車が通りを走るたび、舞い上がる砂煙で辺りが薄茶色ににじむ。舗装道路がない色丹島[MAP↗]
では、晴れが続くと砂ぼこり、雨が続くとぬかるみが、集落の景色の一部となる。
島は面積248㎢と小樽市ほどの広さ。住民は3000人弱という。住居があるのは日本名「斜古丹(しゃこたん)」「穴澗(あなま)」の2地区で、どちらも古びた木造家屋が並ぶ。海岸部では、赤銅色にさびた廃船があちこちで放置されていた。
都市化が進んでいない分、豊かな自然に恵まれている。島の大部分は緑に覆われたなだらかな丘陵地。集落のそばでは放牧された牛が寝そべったり歩いたりしている。静寂の中、ゆったりとした空気が流れていた。
「見せたい絶景ポイントがたくさんある」「最近は欧米からも旅行者が来るようになった」。現島民のロシア人から誇らしげな発言が相次ぐ。5月25日、島内の文化会館で開かれた、訪問団と現島民の意見交換会だ。ビザなし交流は住民間の親善を基本とする。帰属問題には触れず、主催者の決めたテーマで友好的に話し合う。
今回は「観光」がテーマだった。全団員と現島民30人前後が混ざり、4グループに分かれて約1時間半懇談。

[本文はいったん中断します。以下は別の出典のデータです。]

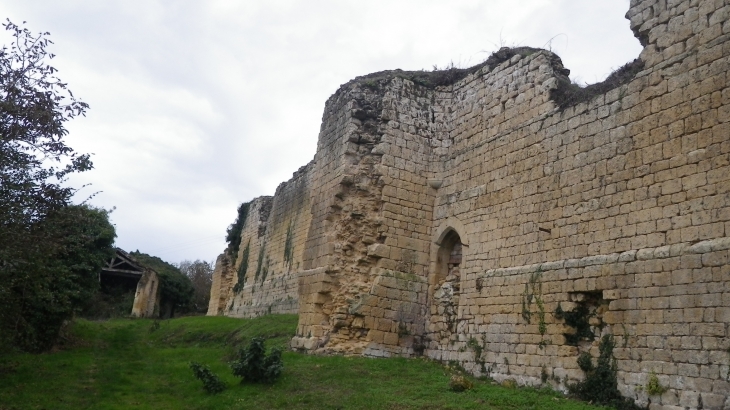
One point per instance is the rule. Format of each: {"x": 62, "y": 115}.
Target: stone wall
{"x": 501, "y": 217}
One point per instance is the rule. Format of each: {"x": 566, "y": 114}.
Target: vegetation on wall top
{"x": 233, "y": 233}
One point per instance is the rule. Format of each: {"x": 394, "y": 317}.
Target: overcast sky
{"x": 197, "y": 106}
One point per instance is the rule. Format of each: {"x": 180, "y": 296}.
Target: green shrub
{"x": 600, "y": 385}
{"x": 460, "y": 383}
{"x": 253, "y": 365}
{"x": 211, "y": 383}
{"x": 654, "y": 387}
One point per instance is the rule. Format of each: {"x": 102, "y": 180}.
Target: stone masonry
{"x": 502, "y": 218}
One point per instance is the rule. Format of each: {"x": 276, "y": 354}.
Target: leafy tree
{"x": 54, "y": 276}
{"x": 176, "y": 289}
{"x": 34, "y": 107}
{"x": 50, "y": 251}
{"x": 201, "y": 276}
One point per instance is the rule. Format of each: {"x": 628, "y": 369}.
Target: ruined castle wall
{"x": 576, "y": 220}
{"x": 619, "y": 205}
{"x": 271, "y": 252}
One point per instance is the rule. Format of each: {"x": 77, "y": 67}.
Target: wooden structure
{"x": 124, "y": 270}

最後に、島は観光資源が豊富な半面、ホテルや公共トイレなどインフラが未整備といったまとめが報告された。
ビザなし訪問はこのほか学校や工場などの視察、家庭訪問、日本人墓地へのお参りなどで構成する。以前は一部に自由行動もあったようだが、今はロシア側が承諾した日程での完全な集団行動だ。領土返還という大目標への貢献度については常に議論があるものの、島の現状を知る機会として貴重なのも事実だ。

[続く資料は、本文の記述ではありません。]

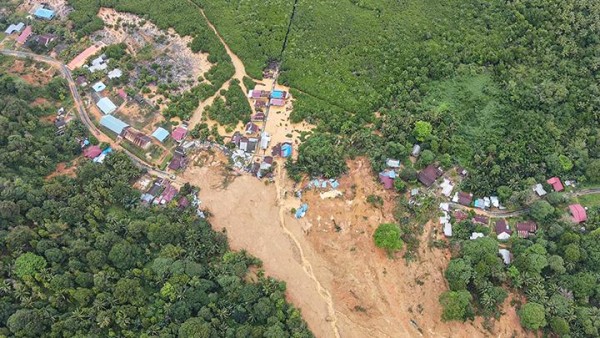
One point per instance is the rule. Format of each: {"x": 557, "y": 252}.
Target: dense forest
{"x": 558, "y": 271}
{"x": 82, "y": 257}
{"x": 509, "y": 87}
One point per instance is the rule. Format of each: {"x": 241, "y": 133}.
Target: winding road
{"x": 520, "y": 212}
{"x": 80, "y": 106}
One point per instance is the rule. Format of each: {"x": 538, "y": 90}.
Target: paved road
{"x": 520, "y": 212}
{"x": 83, "y": 116}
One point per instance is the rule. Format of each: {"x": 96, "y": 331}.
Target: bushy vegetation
{"x": 387, "y": 237}
{"x": 82, "y": 257}
{"x": 557, "y": 270}
{"x": 185, "y": 18}
{"x": 508, "y": 88}
{"x": 233, "y": 108}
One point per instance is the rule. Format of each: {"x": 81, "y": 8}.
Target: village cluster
{"x": 25, "y": 32}
{"x": 462, "y": 206}
{"x": 251, "y": 146}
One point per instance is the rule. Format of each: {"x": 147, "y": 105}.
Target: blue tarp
{"x": 479, "y": 203}
{"x": 107, "y": 106}
{"x": 114, "y": 124}
{"x": 302, "y": 210}
{"x": 286, "y": 150}
{"x": 277, "y": 94}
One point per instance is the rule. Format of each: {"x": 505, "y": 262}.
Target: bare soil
{"x": 61, "y": 7}
{"x": 343, "y": 284}
{"x": 62, "y": 170}
{"x": 168, "y": 48}
{"x": 34, "y": 74}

島々のうち住民がいるのは択捉、国後、色丹の3島。この中で色丹は極端に開発の遅れた島といわれてきたが、今回、随所で変化を目にした。
例えば食品や日用品。訪問団は滞在中、小型スーパーマーケット計4カ所に立ち寄った。十数年ぶりに参加したという根室市の会社経営者は「商品が少なかった前回に比べ品ぞろえが格段に良くなった」と驚いた。
島では今春、インターネットの光回線が容量無制限で開通。スマートフォンやパソコンを扱う家電店もある。近くの丘の上に、軍関係者や国家公務員向けの新しいアパートが見える。2年前には大きな病院や、スポーツ施設もできた。
色丹の開発は、北方領土問題の中で特別な意味を持つ。色丹と歯舞群島が、1956年の日ソ共同宣言で、平和条約締結後に日本に引き渡すと明記された島だからだ。
プーチン現大統領を含めロシアの歴代元首も同宣言に基づいて交渉するとしている。メドベージェフ前大統領は日本側の反発を織り込んだ上で択捉、国後を訪ねた一方、色丹、歯舞は避けた。
旧ソ連やロシア政府が「日本に渡すかもしれない島の発展は無用」と考えたかどうかは不明だが、道路、住宅、公的施設といった開発が進むのは択捉、国後ばかりという時代が長く続いた。今、舗装道路がないのは色丹のみ。ただ、これも来年には舗装される見通しだ。
手付かずに近かった色丹島を本格開発し始めたロシア。日本側が手をこまねく間に、止まっていた時計の針は動き始めた。